One of the roles for a municipal-level oversight committee such as we are proposing would be to confirm and authenticate the representativeness of those members. In Cambridge MA, the Cambridge Biosafety Committee, one of our models for an independent oversight committee, requires that community reps have neither financial ties to the bio-tech sector nor work in an academic department which is directly associated with the biotech sector.

The UW IBC, however, lists as one "public member" an employee of Zymogenetics, who would not pass the
Cambridge conflict of interest test. Another is a former employee of the UW Environmental Health and Safety Dept., who would also flunk that test. The UW IBC includes a member of the county board of health,
who clearly does meet the standard.

When the UW RBL proposal became public a year ago, the greater Seattle community discovered that not only
were there 30 UW biosafety level 3 labs [BSL-3s] in the vicinity, but there were at least a half-dozen private such labs.
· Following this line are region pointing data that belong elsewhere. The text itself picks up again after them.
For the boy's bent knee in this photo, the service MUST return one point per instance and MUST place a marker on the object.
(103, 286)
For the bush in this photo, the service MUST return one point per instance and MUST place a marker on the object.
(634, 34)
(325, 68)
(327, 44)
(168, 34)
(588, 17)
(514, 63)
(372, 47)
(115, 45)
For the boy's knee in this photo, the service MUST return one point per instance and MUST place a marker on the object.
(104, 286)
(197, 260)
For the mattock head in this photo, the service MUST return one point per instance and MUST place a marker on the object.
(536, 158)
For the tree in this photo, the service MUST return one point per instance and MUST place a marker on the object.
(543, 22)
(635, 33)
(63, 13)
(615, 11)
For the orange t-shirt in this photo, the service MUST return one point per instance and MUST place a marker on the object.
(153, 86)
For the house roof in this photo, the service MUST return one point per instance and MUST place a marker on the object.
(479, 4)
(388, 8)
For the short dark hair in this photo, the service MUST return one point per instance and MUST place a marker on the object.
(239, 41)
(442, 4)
A local public interest group has recently compiled a map of the known such labs, a copy of which is attached. While the UW BSL-3s are governed by the UW IBC, the others are not. Some have IBCs, some apparently do not. In any case, the NIH Guidelines only apply to labs funded by public dollars. BSLs which are privately funded apparently have no governmental oversight and are not necessarily even identified to local authorities.

Part of the point is that there is no central registry; there is no comprehensive oversight of such facilities. It is a public health issue, and our request is that an independent oversight committee, modeled upon the CBC, be set up under the auspices of the Seattle-King County Public Health Department.

Thank you for considering our request to improve our public health system.